Albert Fleury, from a photograph published in Chicago Tribune, Feb. 2, 1924.

Albert Fleury 1848–1924

Albert François (or Francis) Fleury was born in the French port city of Le Havre and studied decorative painting and architecture in Paris. He arrived in the United States around 1888 to assist his former teacher Emile Rénouf on a large-scale painting of the Brooklyn Bridge. Shortly thereafter Fleury was in Chicago with a commission to contribute to the decoration of the new Auditorium Building, a combined hotel, theater, and office building designed by the partnership of Dankmar Adler and Louis Sullivan. In addition to a series of panels for the hotel dining room, he painted two large landscapes for the theater inspired by verses written by Sullivan; the young painter Oliver Dennett Grover assisted with the execution. Fleury completed numerous other mural projects in private homes and public buildings in several midwestern cities as well as in New Orleans, and he was in charge of decorations for the Palace of Mines and Metallurgy at the Louisiana Purchase Exposition held in St. Louis in 1904.
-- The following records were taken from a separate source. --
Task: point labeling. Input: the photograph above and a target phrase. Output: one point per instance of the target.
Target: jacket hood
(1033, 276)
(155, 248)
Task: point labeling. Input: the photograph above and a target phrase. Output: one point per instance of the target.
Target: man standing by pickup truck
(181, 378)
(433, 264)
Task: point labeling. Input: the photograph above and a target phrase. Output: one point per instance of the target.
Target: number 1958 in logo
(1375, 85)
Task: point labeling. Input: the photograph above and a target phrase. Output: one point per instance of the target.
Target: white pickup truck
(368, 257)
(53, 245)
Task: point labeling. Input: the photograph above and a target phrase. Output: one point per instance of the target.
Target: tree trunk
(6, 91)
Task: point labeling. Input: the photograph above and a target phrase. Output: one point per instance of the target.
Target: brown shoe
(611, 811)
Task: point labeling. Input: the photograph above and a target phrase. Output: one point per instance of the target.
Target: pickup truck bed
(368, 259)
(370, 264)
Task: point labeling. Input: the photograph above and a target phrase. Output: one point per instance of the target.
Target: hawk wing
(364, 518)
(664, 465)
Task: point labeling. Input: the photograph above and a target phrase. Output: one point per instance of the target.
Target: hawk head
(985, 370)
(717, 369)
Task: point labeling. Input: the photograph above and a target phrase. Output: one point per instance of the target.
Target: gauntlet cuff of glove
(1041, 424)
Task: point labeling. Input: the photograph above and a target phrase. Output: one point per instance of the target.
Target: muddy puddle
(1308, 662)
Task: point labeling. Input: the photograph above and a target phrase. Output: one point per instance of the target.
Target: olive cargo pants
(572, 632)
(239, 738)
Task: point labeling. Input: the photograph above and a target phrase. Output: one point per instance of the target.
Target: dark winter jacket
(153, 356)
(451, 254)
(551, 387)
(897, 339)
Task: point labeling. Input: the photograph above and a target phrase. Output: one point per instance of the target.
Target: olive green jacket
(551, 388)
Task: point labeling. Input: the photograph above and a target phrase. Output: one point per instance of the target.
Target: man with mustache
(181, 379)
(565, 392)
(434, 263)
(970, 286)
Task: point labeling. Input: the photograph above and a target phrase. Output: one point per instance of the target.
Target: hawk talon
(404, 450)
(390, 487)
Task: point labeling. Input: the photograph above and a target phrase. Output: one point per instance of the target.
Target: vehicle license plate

In addition to large-scale works, Fleury painted easel-size landscapes, first exhibiting with the Chicago Society of Artists and at the Art Institute of Chicago beginning in 1898, the year he joined its faculty. He also conducted his own summer outdoor sketching classes. Turning his artistic attention to the city itself, Fleury showed a Chicago River scene in his debut at the Art Institute. There, his 1900 solo exhibition “Picturesque Chicago,” featuring forty-five oil and watercolor paintings, caused something of a sensation. The artist, critics enthused, had proven that even Chicago’s most typically prosaic scenes, such as the polluted river and smoke-shadowed street canyons, could be artistically, even poetically, interpreted. “It has remained for an academician of France to reveal Chicago’s picturesque side to her most patriotic citizens,” remarked one writer, no doubt unaware that the obscure painter James Bolivar Needham had by then been painting the river for a decade.i Fleury’s Chicago images were widely reproduced in newspapers, journals, and postcards, and his work set an example for local artists, who subsequently competed in painting their city.

Chicago remained Fleury’s primary landscape subject. Active in several local artists’ organizations, he was among the founders of the Chicago Water Color Club in 1907. Fleury taught still-life painting and architectural rendering in the Art Institute’s school until 1918. By that date, the artist had largely ceased exhibiting, although he continued to paint until shortly before his death at age seventy-five.

Wendy Greenhouse, PhD

i “Art and Artists,” Chicago Journal, Oct. 13, 1900.